Inter fischiata al Meazza dai tifosi al termine della partita. Si conclude così l'incontro con il Siena che l'Inter non è riuscito a vincere. Un calcio di rigore tirato da Materazzi al 33' del secondo tempo e' stato paratato dal portiere del Siena, Manninger. Un errore che potrebbe costare lo scudetto all'Inter.
Gli oltre ottantamila tifosi nerazzurri presenti al 'Meazza' hanno cosi' manifestato la loro amarezza al termine di una partita che l'Inter ha pareggiato sbagliando anche un rigore contro un Siena che nulla aveva da chiedere alla classifica. Molti tifosi della Curva Nord sono rimasti al loro posto ben oltre il fischio finale, quasi increduli per non poter partecipare ad una festa scudetto che sembrava scontata. In uno stadio con tantissima gente con la maglia nerazzurra, alla fine non ha fatto festa nessuno e a questo punto sara' decisiva davvero l'ultima trasferta di Parma, ancora in lotta per la salvezza.
Materazzi si scusa "Ci sta la delusione per il pareggio e io me ne assumo la responsabilita', perche' il rigore l'ho sbagliato io ed era un rigore pesante". Queste le parole di Marco Materazzi al termine di Inter-Siena, partita che in caso di successo avrebbe significato scudetto per l'Inter.
"Me la sentivo di tirarlo - spiega Materazzi a proposito del rigore decisivo che ha sbagliato -. Ho discusso con Julio (Cruz, il rigorista designato della squadra, ndr) e lui me l'ha lasciato tirare. Poi gli ho chiesto scusa, con il senno di poi l'avrei lasciato tirare a lui".
La Roma ci crede "Noi credevamo a questo scudetto.L'1% di possibilita' del tecnico era lo stesso che pensavo io,a ora le percentuali sono un po' aumentate. Comunque loro sono sempre in vantaggio. Ce la possiamo fare a Catania come ce la puo' fare l'Inter a Parma". E' felice il centrocampista della Roma, Daniele De Rossi, per la festa scudetto rovinata all'Inter e per le rinnovate possibilita' della squadra giallorossa di vincere il campionato.
"Se non ero rassegnato prima di Inter-Siena - conclude De Rossi ai microfoni di Italia 1 - figuriamoci oggi".
Fiorentina quarta La Fiorentina ha battuto 3-1 il Parma nell'incontro della trentasettesima giornata del campionato di Serie A. Allo stadio 'A. Franchi' di Firenze, gli ospiti sono passati in vantaggio al'11' grazie a un colpo di testa di Igor Budan.
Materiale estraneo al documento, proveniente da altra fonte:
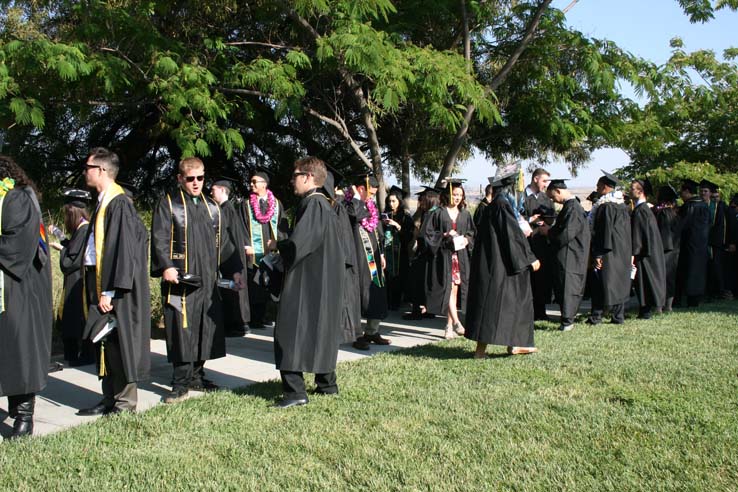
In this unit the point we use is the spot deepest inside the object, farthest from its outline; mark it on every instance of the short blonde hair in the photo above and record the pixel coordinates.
(190, 163)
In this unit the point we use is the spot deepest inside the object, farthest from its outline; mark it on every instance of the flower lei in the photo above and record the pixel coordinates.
(271, 207)
(368, 223)
(6, 185)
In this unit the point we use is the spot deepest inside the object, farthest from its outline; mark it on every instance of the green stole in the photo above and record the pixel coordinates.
(255, 231)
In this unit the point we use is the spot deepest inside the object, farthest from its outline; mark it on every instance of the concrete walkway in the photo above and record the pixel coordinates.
(250, 359)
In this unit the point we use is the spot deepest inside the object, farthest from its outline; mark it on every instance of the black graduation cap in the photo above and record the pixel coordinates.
(263, 173)
(691, 185)
(428, 189)
(336, 177)
(667, 194)
(227, 182)
(329, 186)
(609, 179)
(367, 180)
(76, 197)
(646, 185)
(129, 188)
(508, 177)
(450, 183)
(558, 184)
(710, 185)
(99, 325)
(397, 191)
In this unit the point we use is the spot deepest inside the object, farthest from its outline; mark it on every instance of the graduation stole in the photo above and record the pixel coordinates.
(371, 261)
(113, 190)
(6, 185)
(255, 231)
(178, 238)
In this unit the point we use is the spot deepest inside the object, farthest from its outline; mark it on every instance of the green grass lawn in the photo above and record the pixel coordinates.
(651, 405)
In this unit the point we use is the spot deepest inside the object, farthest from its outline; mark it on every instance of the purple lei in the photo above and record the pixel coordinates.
(368, 223)
(271, 207)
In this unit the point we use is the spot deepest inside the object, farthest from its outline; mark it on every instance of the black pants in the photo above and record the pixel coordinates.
(21, 406)
(188, 373)
(117, 390)
(597, 293)
(293, 384)
(541, 288)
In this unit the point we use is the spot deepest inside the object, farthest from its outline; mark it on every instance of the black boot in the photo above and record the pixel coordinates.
(21, 408)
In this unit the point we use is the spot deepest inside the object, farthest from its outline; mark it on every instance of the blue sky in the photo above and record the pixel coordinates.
(644, 28)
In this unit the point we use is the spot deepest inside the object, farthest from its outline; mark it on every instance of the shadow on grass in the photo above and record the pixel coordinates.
(441, 352)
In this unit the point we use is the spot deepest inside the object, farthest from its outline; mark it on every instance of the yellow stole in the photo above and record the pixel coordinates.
(113, 190)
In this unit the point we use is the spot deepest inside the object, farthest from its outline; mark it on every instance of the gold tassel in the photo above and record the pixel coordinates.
(184, 311)
(521, 181)
(103, 371)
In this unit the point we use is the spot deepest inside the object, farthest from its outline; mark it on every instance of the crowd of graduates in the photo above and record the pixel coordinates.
(222, 261)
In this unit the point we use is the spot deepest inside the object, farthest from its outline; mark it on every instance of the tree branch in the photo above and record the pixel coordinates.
(256, 43)
(125, 57)
(458, 141)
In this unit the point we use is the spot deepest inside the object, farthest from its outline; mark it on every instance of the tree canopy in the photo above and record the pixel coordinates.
(410, 86)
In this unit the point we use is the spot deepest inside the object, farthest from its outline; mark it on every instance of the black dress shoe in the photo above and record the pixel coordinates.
(176, 395)
(361, 343)
(291, 402)
(204, 385)
(99, 409)
(22, 427)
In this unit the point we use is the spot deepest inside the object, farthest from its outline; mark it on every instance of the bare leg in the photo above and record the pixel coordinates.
(480, 352)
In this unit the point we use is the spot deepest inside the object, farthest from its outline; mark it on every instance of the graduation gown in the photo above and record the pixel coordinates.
(570, 241)
(419, 281)
(203, 337)
(438, 289)
(479, 212)
(500, 299)
(373, 292)
(669, 225)
(308, 329)
(693, 252)
(72, 312)
(351, 314)
(612, 241)
(258, 293)
(236, 309)
(397, 247)
(124, 262)
(25, 325)
(648, 250)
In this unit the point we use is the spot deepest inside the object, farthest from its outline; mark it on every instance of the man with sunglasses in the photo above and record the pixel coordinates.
(115, 283)
(262, 214)
(189, 249)
(308, 327)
Il pareggio della formazione viola e' arrivato al 39' con l'argentino Mario Santana. La rete del vantaggio dei padroni di casa e' stata messa a segno da Franco Semioli al 77'. Il gol del definitivo 3-1 per i viola e' stato realizzato da Daniele Osvaldo all'86'. Con questa vittoria la Fiorentina sale a quota 63 punti ed e' di nuovo quarta in classifica con 2 punti di vantaggio sul Milan che ha perso contro il Napoli per 3-1.
Cagliari salvo, Livorno in B Battendo per 2-0 l'Udinese al Friuli il Cagliari ha conquistato la matematica salvezza con una giornata d'anticipo rispetto alla fine del torneo. Vittoria rossolblu' firmata dai gol di Acquafresca (48') e Cossu (55'). Cagliari che sale dunque a quota 41 punti, a -7 sul Parma terzultimo. Udinese che invece resta ferma al settimo posto a quota 57, matematicamente fuori dalla zona Champions League (la Fiorentina quarta e' ora a +6), ma qualificata in Coppa Uefa. Il Livorno retrocede in serie B a seguito delle sconfitta in casa con il Torino. Il Parma, con 34 punti, e' terz'ultimo a -2 dal Catania.